Rainer Maria Rilke (C. F. MacIntyre, translator)

"The Ninth Elegy"

Duino Elegies

Why, if it's possible to spend this span
of existence as laurel, a little darker than all
other greens, with little waves on every
leaf-edge (like the smile of a breeze), why, then,
must we be human and, shunning destiny,
long for it?...

Oh, not because happiness,

that over-hasty profit of loss impending, exists.
Not from curiosity, or to practise the heart,
that would also be in the laurel...
but because to be here is much, and the transient Here
seems to need and concern us strangely. Us, the most transient.
Everyone once, once only. Just once and no more.
And we also once, Never again. But this having been
once, although only once, to have been of the earth,
seems irrevocable.

And so we drive ourselves and want to achieve it,
want to hold it in our simple hands,
in the surfeited gaze and in the speechless heart.
want to become it. give it to whom? Rather
keep all forever...but to the other realm,
alas, what can be taken? Not the power of seeing,
learned here so slowly, and nothing that's happened here.
Nothing. Maybe the suffering? Before all, the heaviness
and long experience of love--unutterable things.
But later, under the stars, what then? They are better untold of.
The wanderer does not bring a handful of earth,
the unutterable, from the mountain slope to the valley,
but a pure word he has learned, the blue
and yellow gentian. Are we here perhaps just to say:
house, bridge, well, gate, jug, fruit tree, window--
at most, column, tower... but to say, understand this, to say it
as the Things themselves never fervently thought to be.
Is it not the hidden cunning of secretive earth
when it urges on the lovers, that everything seems transfigured
in their feelings? Threshold, what is it for two lovers
that they wear away a little of their own older doorstill,
they also, after the many before,
and before those yet coming...lightly?

Here is the time for the unutterable, here, its country.
Speak and acknowledge it. More than ever
the things that we can live by are falling away,
supplanted by an action without symbol.
An action beneath crusts that easily crack, as soon as
the inner working outgrows and otherwise limits itself.
Our heart exists between hammers,
like the tongue between the teeth,
but notwithstanding, the tongue
always remains the praiser.

Praise the world to the angel, not the unutterable world;
you cannot astonish him with your glorious feelings;
in the universe, where he feels more sensitively,
you're just a beginner. Therefore, show him the simple
thing that is shaped in passing from father to son,
that lives near our hands and eyes as our very own.
Tell him about the Things. He'll stand amazed, as you stood
beside the rope-maker in Rome, or the potter on the Nile.
Show him how happy a thing can be, how blameless and ours;
how even the lamentation of sorrow purely decides
to take form, serves as a thing, or dies
in a thing, and blissfully in the beyond
escapes the violin. And these things that live,
slipping away, understand that you praise them;
transitory themselves, they trust us for rescue,
us, the most transient of all. They wish us to transmute them
in our invisible heart--oh, infinitely into us! Whoever we are.
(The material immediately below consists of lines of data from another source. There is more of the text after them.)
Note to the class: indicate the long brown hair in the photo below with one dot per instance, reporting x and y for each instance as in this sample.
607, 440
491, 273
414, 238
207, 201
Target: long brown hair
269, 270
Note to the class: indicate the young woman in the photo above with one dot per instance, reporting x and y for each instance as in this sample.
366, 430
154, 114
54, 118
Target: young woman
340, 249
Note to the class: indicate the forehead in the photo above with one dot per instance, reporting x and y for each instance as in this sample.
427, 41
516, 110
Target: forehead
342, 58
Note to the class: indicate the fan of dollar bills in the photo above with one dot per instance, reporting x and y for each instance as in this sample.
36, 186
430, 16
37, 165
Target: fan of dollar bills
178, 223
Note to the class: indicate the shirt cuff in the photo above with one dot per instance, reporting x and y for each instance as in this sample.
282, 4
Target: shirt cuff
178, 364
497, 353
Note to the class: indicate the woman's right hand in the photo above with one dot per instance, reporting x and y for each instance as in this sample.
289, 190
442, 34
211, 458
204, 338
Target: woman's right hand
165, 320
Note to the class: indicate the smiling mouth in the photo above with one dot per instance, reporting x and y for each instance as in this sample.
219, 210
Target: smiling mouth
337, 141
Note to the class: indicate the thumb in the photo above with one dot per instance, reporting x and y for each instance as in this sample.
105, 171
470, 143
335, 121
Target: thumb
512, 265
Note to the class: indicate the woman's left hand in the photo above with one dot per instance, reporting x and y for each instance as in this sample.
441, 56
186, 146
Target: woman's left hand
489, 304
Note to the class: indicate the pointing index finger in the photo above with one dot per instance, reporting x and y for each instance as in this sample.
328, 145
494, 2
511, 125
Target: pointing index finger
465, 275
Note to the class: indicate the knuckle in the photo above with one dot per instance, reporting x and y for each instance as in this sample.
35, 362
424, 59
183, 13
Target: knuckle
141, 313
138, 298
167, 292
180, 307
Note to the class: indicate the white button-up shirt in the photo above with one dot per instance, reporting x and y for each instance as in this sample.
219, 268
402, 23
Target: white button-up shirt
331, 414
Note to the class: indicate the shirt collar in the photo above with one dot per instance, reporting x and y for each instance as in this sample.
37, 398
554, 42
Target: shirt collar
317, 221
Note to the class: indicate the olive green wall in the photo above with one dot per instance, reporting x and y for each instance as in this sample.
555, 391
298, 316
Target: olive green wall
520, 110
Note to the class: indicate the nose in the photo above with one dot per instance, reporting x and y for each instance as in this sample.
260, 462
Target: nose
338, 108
Earth, isn't this what you want: invisibly
to arise in us? Is it not your dream
to be some day invisible? Earth! Invisible!
What, if not transformation, is your insistent commission?
Earth, dear one, I will! Oh, believe it needs
not one more of your springtimes to win me over.
One, just one, is already too much for my blood.
From afar I'm utterly determined to be yours.
You were always right and your sacred revelation is the intimate death.
Behold, I'm alive. On what? Neither childhood nor future
grows less...surplus of existence
is welling up in my heart.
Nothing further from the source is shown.